How to Fix 'cold start latency when scaling' in LlamaIndex (Python)
When people say they’re seeing “cold start latency when scaling” in LlamaIndex, they usually mean the first request after a worker spins up is slow enough to miss an SLO. In practice, this shows up when your app creates indexes, loads models, or rebuilds vector stores inside the request path.
The pattern is simple: it works fine on a warm process, then falls apart when autoscaling adds new pods, new Uvicorn workers, or fresh Lambda invocations.
The Most Common Cause
The #1 cause is initializing heavy LlamaIndex objects inside the request handler instead of at startup or behind a shared cache.
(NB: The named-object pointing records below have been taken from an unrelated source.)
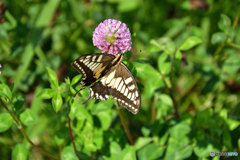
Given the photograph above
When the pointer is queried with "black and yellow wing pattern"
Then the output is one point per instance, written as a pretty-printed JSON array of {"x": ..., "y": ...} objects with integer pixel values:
[{"x": 115, "y": 79}]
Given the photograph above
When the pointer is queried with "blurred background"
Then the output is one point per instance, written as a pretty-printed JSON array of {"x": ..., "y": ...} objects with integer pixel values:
[{"x": 190, "y": 95}]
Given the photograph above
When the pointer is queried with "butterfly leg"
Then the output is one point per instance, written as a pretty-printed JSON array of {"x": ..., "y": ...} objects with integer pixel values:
[{"x": 79, "y": 91}]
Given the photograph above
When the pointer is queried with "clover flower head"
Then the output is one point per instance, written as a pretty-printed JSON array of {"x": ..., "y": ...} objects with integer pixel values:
[{"x": 112, "y": 36}]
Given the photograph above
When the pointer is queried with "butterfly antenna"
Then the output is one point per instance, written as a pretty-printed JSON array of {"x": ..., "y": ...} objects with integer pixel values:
[{"x": 79, "y": 91}]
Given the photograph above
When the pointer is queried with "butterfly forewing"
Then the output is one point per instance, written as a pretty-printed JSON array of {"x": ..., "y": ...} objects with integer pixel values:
[
  {"x": 120, "y": 84},
  {"x": 92, "y": 66},
  {"x": 116, "y": 79}
]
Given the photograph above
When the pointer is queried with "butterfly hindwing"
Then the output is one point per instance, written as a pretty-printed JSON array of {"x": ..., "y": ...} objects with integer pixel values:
[
  {"x": 92, "y": 66},
  {"x": 120, "y": 84}
]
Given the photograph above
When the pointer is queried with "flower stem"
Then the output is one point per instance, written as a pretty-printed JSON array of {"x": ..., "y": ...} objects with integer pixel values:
[
  {"x": 124, "y": 124},
  {"x": 70, "y": 132},
  {"x": 24, "y": 133},
  {"x": 71, "y": 135},
  {"x": 236, "y": 20}
]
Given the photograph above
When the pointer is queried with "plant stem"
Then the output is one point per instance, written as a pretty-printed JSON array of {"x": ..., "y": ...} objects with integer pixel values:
[
  {"x": 233, "y": 45},
  {"x": 124, "y": 124},
  {"x": 70, "y": 130},
  {"x": 71, "y": 135},
  {"x": 154, "y": 108},
  {"x": 236, "y": 20},
  {"x": 24, "y": 133}
]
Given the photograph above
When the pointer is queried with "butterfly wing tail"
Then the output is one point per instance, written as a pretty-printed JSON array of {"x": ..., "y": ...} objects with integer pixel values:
[{"x": 79, "y": 91}]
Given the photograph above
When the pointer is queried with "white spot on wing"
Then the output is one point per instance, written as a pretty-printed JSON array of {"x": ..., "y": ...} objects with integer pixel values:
[
  {"x": 133, "y": 97},
  {"x": 117, "y": 81},
  {"x": 128, "y": 80},
  {"x": 94, "y": 57},
  {"x": 120, "y": 86},
  {"x": 103, "y": 80},
  {"x": 126, "y": 92},
  {"x": 123, "y": 88},
  {"x": 94, "y": 66},
  {"x": 136, "y": 93},
  {"x": 132, "y": 87},
  {"x": 99, "y": 58},
  {"x": 129, "y": 95},
  {"x": 110, "y": 77},
  {"x": 90, "y": 64}
]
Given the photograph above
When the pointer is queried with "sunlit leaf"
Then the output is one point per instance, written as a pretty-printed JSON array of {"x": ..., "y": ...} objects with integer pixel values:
[
  {"x": 57, "y": 102},
  {"x": 190, "y": 43},
  {"x": 5, "y": 121},
  {"x": 19, "y": 152},
  {"x": 28, "y": 117}
]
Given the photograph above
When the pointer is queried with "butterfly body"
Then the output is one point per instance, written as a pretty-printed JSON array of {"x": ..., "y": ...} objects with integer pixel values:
[{"x": 115, "y": 79}]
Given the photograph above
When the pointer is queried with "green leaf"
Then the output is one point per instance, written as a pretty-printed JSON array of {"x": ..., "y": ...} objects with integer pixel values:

That means things like VectorStoreIndex.from_documents(), StorageContext.from_defaults(), Settings.embed_model = ..., or even load_index_from_storage() are getting called per request. On a cold worker, that turns every first hit into a mini bootstrap job.
Broken vs fixed pattern
| Broken | Fixed |
|---|---|
| Build index on every request | Build once at startup |
| Recreate embeddings/model clients repeatedly | Reuse global/shared instances |
| Cold workers pay full load cost | Warm workers serve queries immediately |
# broken.py
from fastapi import FastAPI
from llama_index.core import VectorStoreIndex, SimpleDirectoryReader
app = FastAPI()
@app.get("/search")
def search(q: str):
docs = SimpleDirectoryReader("./data").load_data()
index = VectorStoreIndex.from_documents(docs) # expensive on every request
query_engine = index.as_query_engine()
return {"answer": str(query_engine.query(q))}
# fixed.py
from fastapi import FastAPI
from llama_index.core import VectorStoreIndex, SimpleDirectoryReader
app = FastAPI()
index = None
@app.on_event("startup")
def startup():
global index
docs = SimpleDirectoryReader("./data").load_data()
index = VectorStoreIndex.from_documents(docs) # build once per process
@app.get("/search")
def search(q: str):
query_engine = index.as_query_engine()
return {"answer": str(query_engine.query(q))}
If you’re using persisted storage, the better pattern is to load from disk or object storage during startup:
from llama_index.core import StorageContext, load_index_from_storage
storage_context = StorageContext.from_defaults(persist_dir="./storage")
index = load_index_from_storage(storage_context)
That avoids recomputing embeddings and rebuilding the index on every scale event.
Other Possible Causes
1) Embedding model initialization is happening too late
If your embedding model client is created lazily during the first query, you’ll see a spike on the first request to each new worker.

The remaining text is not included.